A court may make retrospective periodical payment orders.


Subject to conditions, partners or other persons with an interest in the matter, such as successors of a deceased partner or new spouses or civil partner, may make an application to vary, discharge, suspend or revive certain orders.

The orders concerned include

  • periodical payment orders,
  • lump sum orders,
  • financial compensation orders,
  • property adjustment orders, to the extent that variation is not restricted by the original order,
  • pension adjustments orders to the extent that variation is not excluded.

Setting Aside

The court may set aside transactions which were intended to prevent or reduce assets in the event of the dissolution of a civil partnership. These are equivalent to the provisions for setting aside such transactions in the case of divorce, and judicial separation, which is designed to prevent, limit, or frustrate the enforcement of rights and reliefs.

Transactions made revised and set aside in the same manner.

Court Jurisdiction

The Circuit Court and the High Court have jurisdiction and powers in relation to civil partnership matters. The District Court has powers in relation to maintenance issues with periodical payments of up to  €500 per week.

The court may exercise jurisdiction in relation to civil partnership matters if the parties of the proceedings reside or an ordinarily resident for at least one year.

Major matters are determined by the Circuit Court. Where the property valuation exceeds €3,00000, the High Court has jurisdiction.
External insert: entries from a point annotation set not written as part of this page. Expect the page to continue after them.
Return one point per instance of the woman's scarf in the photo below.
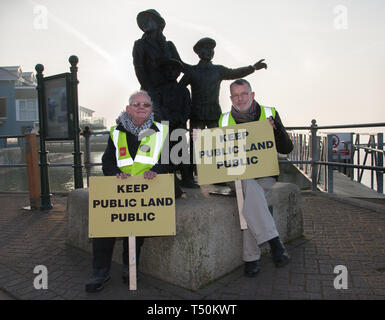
(250, 114)
(125, 120)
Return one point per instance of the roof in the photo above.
(14, 73)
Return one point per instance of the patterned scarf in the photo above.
(250, 114)
(125, 120)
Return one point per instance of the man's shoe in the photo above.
(189, 184)
(281, 259)
(97, 280)
(252, 268)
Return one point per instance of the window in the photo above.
(3, 107)
(26, 110)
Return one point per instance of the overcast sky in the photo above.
(325, 57)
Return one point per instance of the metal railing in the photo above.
(312, 155)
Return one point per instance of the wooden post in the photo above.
(132, 262)
(31, 155)
(240, 200)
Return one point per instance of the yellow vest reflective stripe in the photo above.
(147, 155)
(226, 119)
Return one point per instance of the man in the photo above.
(261, 225)
(134, 148)
(205, 79)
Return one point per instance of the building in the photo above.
(19, 112)
(86, 118)
(18, 101)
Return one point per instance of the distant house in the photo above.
(18, 101)
(19, 112)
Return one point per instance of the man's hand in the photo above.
(272, 122)
(122, 175)
(149, 174)
(195, 133)
(260, 65)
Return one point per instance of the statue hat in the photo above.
(142, 16)
(204, 42)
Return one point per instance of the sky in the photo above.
(325, 57)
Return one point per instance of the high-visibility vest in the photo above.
(226, 119)
(148, 153)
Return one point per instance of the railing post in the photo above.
(32, 170)
(380, 163)
(77, 154)
(87, 153)
(44, 181)
(329, 169)
(315, 152)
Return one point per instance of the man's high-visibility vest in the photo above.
(226, 119)
(148, 153)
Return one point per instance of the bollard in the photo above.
(32, 170)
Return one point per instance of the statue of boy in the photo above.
(205, 79)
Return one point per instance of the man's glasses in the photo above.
(242, 95)
(140, 104)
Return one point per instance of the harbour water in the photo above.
(61, 179)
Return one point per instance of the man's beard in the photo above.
(246, 110)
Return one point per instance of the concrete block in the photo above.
(208, 241)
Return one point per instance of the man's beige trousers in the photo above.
(260, 222)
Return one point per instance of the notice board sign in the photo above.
(58, 113)
(131, 207)
(243, 151)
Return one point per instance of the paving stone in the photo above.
(336, 233)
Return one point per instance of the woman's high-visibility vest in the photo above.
(148, 153)
(226, 119)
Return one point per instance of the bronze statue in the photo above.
(151, 49)
(205, 79)
(172, 103)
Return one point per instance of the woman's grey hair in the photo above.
(139, 92)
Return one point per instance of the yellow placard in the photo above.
(131, 207)
(243, 151)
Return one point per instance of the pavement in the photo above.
(336, 233)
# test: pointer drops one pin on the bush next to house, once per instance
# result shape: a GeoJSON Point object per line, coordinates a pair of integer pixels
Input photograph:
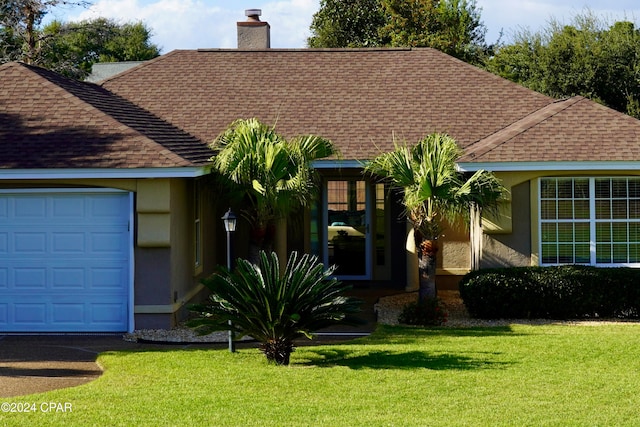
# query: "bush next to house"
{"type": "Point", "coordinates": [563, 292]}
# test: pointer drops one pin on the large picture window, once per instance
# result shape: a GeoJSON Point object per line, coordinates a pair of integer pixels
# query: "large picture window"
{"type": "Point", "coordinates": [590, 221]}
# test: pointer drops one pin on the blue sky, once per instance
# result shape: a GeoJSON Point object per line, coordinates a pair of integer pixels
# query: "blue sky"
{"type": "Point", "coordinates": [191, 24]}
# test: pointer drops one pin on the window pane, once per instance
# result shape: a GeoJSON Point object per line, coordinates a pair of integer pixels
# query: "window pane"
{"type": "Point", "coordinates": [581, 209]}
{"type": "Point", "coordinates": [603, 232]}
{"type": "Point", "coordinates": [619, 209]}
{"type": "Point", "coordinates": [582, 232]}
{"type": "Point", "coordinates": [565, 209]}
{"type": "Point", "coordinates": [603, 253]}
{"type": "Point", "coordinates": [565, 254]}
{"type": "Point", "coordinates": [619, 188]}
{"type": "Point", "coordinates": [548, 209]}
{"type": "Point", "coordinates": [634, 209]}
{"type": "Point", "coordinates": [568, 218]}
{"type": "Point", "coordinates": [549, 254]}
{"type": "Point", "coordinates": [619, 232]}
{"type": "Point", "coordinates": [603, 209]}
{"type": "Point", "coordinates": [581, 189]}
{"type": "Point", "coordinates": [565, 232]}
{"type": "Point", "coordinates": [548, 188]}
{"type": "Point", "coordinates": [549, 232]}
{"type": "Point", "coordinates": [565, 188]}
{"type": "Point", "coordinates": [620, 253]}
{"type": "Point", "coordinates": [634, 232]}
{"type": "Point", "coordinates": [583, 255]}
{"type": "Point", "coordinates": [634, 187]}
{"type": "Point", "coordinates": [603, 189]}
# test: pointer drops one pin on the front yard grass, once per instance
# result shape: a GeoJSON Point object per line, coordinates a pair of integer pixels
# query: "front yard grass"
{"type": "Point", "coordinates": [544, 375]}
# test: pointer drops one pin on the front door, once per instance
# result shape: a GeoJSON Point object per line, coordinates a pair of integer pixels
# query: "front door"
{"type": "Point", "coordinates": [347, 237]}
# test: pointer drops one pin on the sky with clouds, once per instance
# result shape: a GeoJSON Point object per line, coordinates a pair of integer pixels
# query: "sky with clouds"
{"type": "Point", "coordinates": [192, 24]}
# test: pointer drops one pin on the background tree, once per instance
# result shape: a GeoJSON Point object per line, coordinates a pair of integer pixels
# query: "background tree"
{"type": "Point", "coordinates": [69, 48]}
{"type": "Point", "coordinates": [434, 194]}
{"type": "Point", "coordinates": [275, 308]}
{"type": "Point", "coordinates": [19, 26]}
{"type": "Point", "coordinates": [347, 23]}
{"type": "Point", "coordinates": [72, 48]}
{"type": "Point", "coordinates": [269, 176]}
{"type": "Point", "coordinates": [452, 26]}
{"type": "Point", "coordinates": [589, 57]}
Civil partnership law proceedings are to as informal as practicable and consistent with the administration of justice. Judges and representatives appear in court without wigs or gowns. Proceedings are heard in private.


The domestic violence protection provisions applicable between spouses apply between civil partners. They allow for the making of orders, empowering the applicant or restricting the respondent civil partner from entering the shared home on the same basis as would apply to the spouses. See our chapter on domestic violence.

Where a rule of law relates to conflicts of interest, a reference to a connected person is to include a civil partner and a child who lives with them.

Benefit under pension scheme, stated by its rules to provide for a spouse is deemed to be provided equally for the civil partner of the person concerned. Several of the references in pensions legislation are amended to refer to be civil partner status as in the same manner as the marital status.

Civil status is also a relevant ground of discrimination under employment equality and general equality legislation in the same manner as marital status.

Civil partners are given equivalent rights as partners under powers of attorney legislation as dependents in a civil liability claim.